Trattamenti ridotti al limite (esclusivamente zolfo e rame), utilizzo dei soli lieviti indigeni capaci – senza l’ausilio di “compagni” selezionati – di innestare la fermentazione, uve sane e favorevoli condizioni pedoclimatiche sono diretta espressione della filosofia aziendale e il ritratto fedele di Valentina. Il suo progetto è fare dei propri vini la chiara trasposizione dei vitigni autoctoni, gli unici che, adusi ad affondare le radici nella profondità delle rocce, sanno da queste prendere in prestito il meglio, per poi restituirlo nel bicchiere: Bombino, Minutolo, Greco, Falanghina, Nero di ****, Primitivo e Negroamaro sono, dunque, le varietà presenti, assieme al Montepulciano, connesso alla zona dai tratturi che univano l’Abruzzo alla regione.

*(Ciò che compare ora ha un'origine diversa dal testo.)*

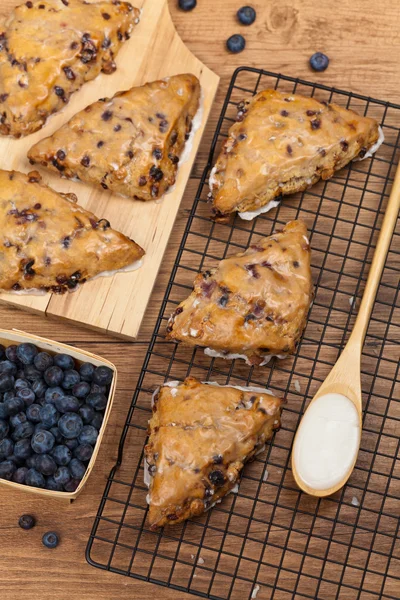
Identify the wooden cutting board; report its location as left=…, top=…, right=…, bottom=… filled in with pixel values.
left=0, top=0, right=219, bottom=339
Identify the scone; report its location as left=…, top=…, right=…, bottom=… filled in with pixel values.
left=145, top=377, right=282, bottom=529
left=210, top=90, right=383, bottom=219
left=28, top=75, right=200, bottom=200
left=0, top=171, right=144, bottom=293
left=167, top=221, right=313, bottom=365
left=0, top=0, right=140, bottom=137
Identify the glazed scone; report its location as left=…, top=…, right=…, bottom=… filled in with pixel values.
left=167, top=221, right=313, bottom=364
left=210, top=90, right=383, bottom=219
left=28, top=75, right=200, bottom=200
left=145, top=377, right=282, bottom=529
left=0, top=171, right=144, bottom=293
left=0, top=0, right=140, bottom=137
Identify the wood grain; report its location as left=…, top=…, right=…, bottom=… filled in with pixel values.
left=0, top=0, right=218, bottom=339
left=0, top=0, right=400, bottom=600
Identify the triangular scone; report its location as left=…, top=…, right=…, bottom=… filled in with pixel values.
left=28, top=75, right=200, bottom=200
left=0, top=0, right=140, bottom=137
left=210, top=90, right=383, bottom=219
left=167, top=221, right=313, bottom=364
left=145, top=377, right=282, bottom=529
left=0, top=170, right=144, bottom=293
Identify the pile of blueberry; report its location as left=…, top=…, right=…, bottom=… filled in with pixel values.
left=0, top=343, right=113, bottom=492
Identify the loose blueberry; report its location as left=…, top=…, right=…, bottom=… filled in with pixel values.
left=79, top=363, right=95, bottom=383
left=54, top=354, right=75, bottom=371
left=53, top=466, right=71, bottom=485
left=40, top=404, right=60, bottom=429
left=18, top=515, right=36, bottom=530
left=33, top=352, right=54, bottom=371
left=74, top=444, right=93, bottom=462
left=17, top=343, right=38, bottom=365
left=51, top=444, right=71, bottom=467
left=31, top=431, right=55, bottom=454
left=237, top=6, right=256, bottom=25
left=11, top=467, right=28, bottom=485
left=58, top=413, right=83, bottom=439
left=178, top=0, right=197, bottom=12
left=93, top=367, right=113, bottom=385
left=310, top=52, right=329, bottom=71
left=0, top=460, right=17, bottom=481
left=226, top=33, right=246, bottom=54
left=86, top=394, right=107, bottom=410
left=36, top=454, right=57, bottom=476
left=44, top=365, right=64, bottom=387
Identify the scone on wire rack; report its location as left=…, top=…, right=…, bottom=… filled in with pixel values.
left=167, top=221, right=313, bottom=365
left=210, top=90, right=384, bottom=220
left=145, top=377, right=282, bottom=529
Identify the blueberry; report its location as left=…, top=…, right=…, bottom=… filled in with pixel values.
left=26, top=404, right=41, bottom=423
left=51, top=444, right=71, bottom=467
left=42, top=531, right=59, bottom=549
left=0, top=374, right=15, bottom=392
left=93, top=367, right=113, bottom=385
left=17, top=343, right=38, bottom=365
left=18, top=515, right=36, bottom=530
left=0, top=438, right=14, bottom=459
left=54, top=354, right=75, bottom=371
left=237, top=6, right=256, bottom=25
left=0, top=419, right=10, bottom=440
left=90, top=412, right=104, bottom=430
left=64, top=479, right=80, bottom=492
left=44, top=365, right=64, bottom=387
left=78, top=425, right=99, bottom=446
left=17, top=388, right=36, bottom=406
left=36, top=454, right=57, bottom=475
left=4, top=392, right=25, bottom=417
left=0, top=460, right=17, bottom=481
left=58, top=413, right=83, bottom=439
left=40, top=404, right=60, bottom=429
left=33, top=352, right=54, bottom=371
left=72, top=381, right=90, bottom=400
left=86, top=394, right=107, bottom=410
left=44, top=387, right=65, bottom=404
left=78, top=404, right=95, bottom=424
left=53, top=466, right=71, bottom=485
left=226, top=33, right=246, bottom=54
left=79, top=363, right=95, bottom=383
left=310, top=52, right=329, bottom=71
left=31, top=431, right=55, bottom=454
left=14, top=438, right=32, bottom=460
left=12, top=467, right=28, bottom=484
left=32, top=379, right=47, bottom=398
left=74, top=444, right=93, bottom=462
left=178, top=0, right=197, bottom=11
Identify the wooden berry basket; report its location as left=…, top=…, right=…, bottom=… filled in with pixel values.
left=0, top=329, right=117, bottom=502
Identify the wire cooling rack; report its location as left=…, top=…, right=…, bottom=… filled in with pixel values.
left=87, top=67, right=400, bottom=600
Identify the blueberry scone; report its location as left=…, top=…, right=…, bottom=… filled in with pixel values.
left=0, top=171, right=144, bottom=293
left=145, top=377, right=282, bottom=529
left=167, top=221, right=313, bottom=365
left=210, top=90, right=383, bottom=219
left=28, top=74, right=200, bottom=200
left=0, top=0, right=140, bottom=137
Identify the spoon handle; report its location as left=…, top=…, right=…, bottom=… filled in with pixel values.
left=349, top=163, right=400, bottom=346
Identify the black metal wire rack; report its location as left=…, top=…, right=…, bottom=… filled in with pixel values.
left=87, top=67, right=400, bottom=600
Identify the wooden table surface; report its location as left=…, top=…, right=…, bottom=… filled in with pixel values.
left=0, top=0, right=400, bottom=600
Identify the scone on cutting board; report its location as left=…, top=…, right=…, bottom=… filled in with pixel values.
left=167, top=221, right=313, bottom=365
left=28, top=74, right=200, bottom=200
left=145, top=377, right=282, bottom=529
left=210, top=90, right=383, bottom=220
left=0, top=170, right=144, bottom=293
left=0, top=0, right=140, bottom=137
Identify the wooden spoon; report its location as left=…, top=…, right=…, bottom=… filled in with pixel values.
left=292, top=158, right=400, bottom=497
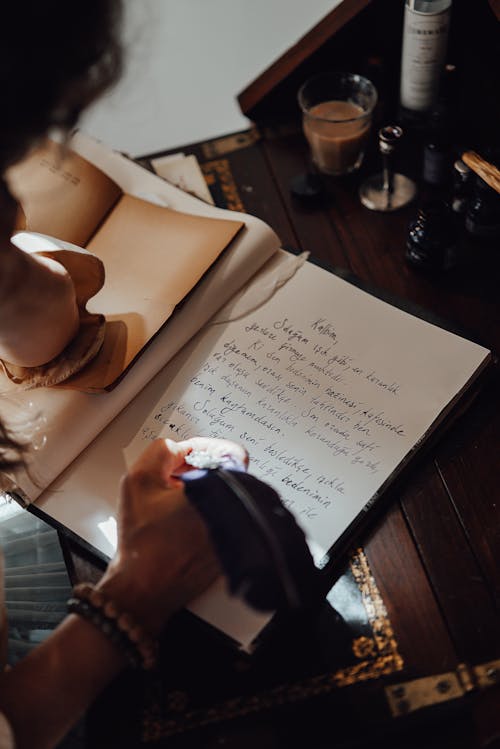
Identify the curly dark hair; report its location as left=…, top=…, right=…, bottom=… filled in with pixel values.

È una dedica a questo lembo di Puglia e alfiere del territorio il Nero di **** Passalacqua: forte e deciso, richiama alla mente la brezza del vicino mare, la sapidità del suolo sciolto ed asciutto, e la freschezza dei 250 metri di altitudine. È anche fotografia dell’indole di Valentina questa etichetta che, non a caso, titola “Così sono”; un vino capace di incarnare la forte personalità della viticoltrice e le sfaccettature di un territorio non semplice.
Le altre etichette sono quintessenza del terroir e sembrano imitare quella montagna, tanto cara a Valentina, che abbraccia e protegge, a mo’ di culla, i suoi figli…quei vigneti così generosi nel donare il proprio nettare.